Member:葉月(Vo) 玲央(Gt) 悠介(Gt) 明徳(Ba) 晁直(Dr)

Interviewer:杉江 由紀

-明徳さんの場合、旧作の『THE AVOIDED SUN』と『SHADOWS』(2009年リリースの4thフル・アルバム)が作られた際にはまだlynch.未加入の状態でした。前作に引き続いてのリテイク第2弾の作業は、ご自身にとっていかなる意味を持つものとなりましたか。

明徳:今回の『THE AVOIDED SUN』と『SHADOWS』も僕からしたら作品に初参加するような形なので、これでようやくlynch.の歴史完全コンプリートができたっていうのがやっぱり嬉しいです。そして、今回ベースのレコーディングはちょうどツアー("XX act:5 TOUR'25「UNDERNEATH THE GREED」")をやってた6月から始まったんで、lynch.の20周年の歴史を振り返るライヴをしながら録っていけたっていうのが、マインド的にもプレイのノリ的にもすごく良かったです。

-スケジュール的には相当大変だったのでしょうけれどもね。

明徳:そこはちょっと厳しかったですけど(笑)。でも、すごく良いタイミングで制作することができたなと感じてます。

-音の部分で明徳さんがこだわられたのはどのようなことでしょうか。

明徳:話に出てるように、いろいろ当時から変わってる部分があるのは当然のことで、あの時代にlynch.みたいなヘヴィでラウドでスピードのある音を出していくとなると、バンド自体もそうだし、楽器的な部分やエンジニアも対応しきれていなかったところがあったと思うんです。みんな一生懸命もがきながらやってて、そういうなかだからこそ生まれた音もきっとあるんです。そういう意味で、今回ツアー中にレコーディングすることができたっていうのは音響の面でも良かったと思います。

-ダイナミックな臨場感を反映させることができたわけですね。

明徳:恐らくこれが落ち着いてる状態でのレコーディングだったら、今の技術を活かしながらきれいな音で録ってたような気がするんです。ライヴのモードで録れたことによって、きれいすぎない音を上手く残すことができました。

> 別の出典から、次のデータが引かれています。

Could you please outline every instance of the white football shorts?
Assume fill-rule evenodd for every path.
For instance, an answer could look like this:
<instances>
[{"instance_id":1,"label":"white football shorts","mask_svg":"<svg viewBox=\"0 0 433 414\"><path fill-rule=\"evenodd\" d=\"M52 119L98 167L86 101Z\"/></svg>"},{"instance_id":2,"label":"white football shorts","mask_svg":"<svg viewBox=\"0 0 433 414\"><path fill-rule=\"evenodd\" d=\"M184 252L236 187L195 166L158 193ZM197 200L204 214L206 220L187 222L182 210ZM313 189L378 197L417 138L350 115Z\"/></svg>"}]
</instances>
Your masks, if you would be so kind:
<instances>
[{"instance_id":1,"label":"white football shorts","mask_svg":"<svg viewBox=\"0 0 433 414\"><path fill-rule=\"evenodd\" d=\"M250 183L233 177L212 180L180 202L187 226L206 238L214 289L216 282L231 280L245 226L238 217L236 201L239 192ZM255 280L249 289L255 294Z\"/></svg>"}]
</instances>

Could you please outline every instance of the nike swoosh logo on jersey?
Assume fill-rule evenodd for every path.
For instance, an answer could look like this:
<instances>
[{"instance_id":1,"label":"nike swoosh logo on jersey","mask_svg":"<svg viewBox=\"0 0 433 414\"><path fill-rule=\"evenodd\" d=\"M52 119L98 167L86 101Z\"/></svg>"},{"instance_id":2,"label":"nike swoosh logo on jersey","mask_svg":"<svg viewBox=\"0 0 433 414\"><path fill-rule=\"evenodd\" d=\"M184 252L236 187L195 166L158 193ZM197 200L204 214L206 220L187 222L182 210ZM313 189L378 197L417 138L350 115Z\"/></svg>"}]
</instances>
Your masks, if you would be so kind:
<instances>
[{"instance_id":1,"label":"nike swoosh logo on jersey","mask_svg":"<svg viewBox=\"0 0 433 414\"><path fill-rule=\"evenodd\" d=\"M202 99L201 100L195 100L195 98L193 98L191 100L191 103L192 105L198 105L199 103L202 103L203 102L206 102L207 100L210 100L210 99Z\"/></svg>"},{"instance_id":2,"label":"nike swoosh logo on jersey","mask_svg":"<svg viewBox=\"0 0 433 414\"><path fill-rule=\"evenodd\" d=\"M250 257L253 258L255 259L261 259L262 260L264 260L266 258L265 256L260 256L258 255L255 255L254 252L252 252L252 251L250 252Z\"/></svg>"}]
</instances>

-さて。ここからは今作のDisc.2に収録されている2009年発表の『SHADOWS』についてもう少し細かいお話をさせていただきたいと思います。というのも、あの当時の記憶として、lynch.は『SHADOWS』でバンドとしての存在感を完全に確立したな、と感じていたところがありまして。今回改めてこのアルバムと向き合ったときに、そうした感覚をメンバーの皆さんが持たれるようなことはあったのでしょうか。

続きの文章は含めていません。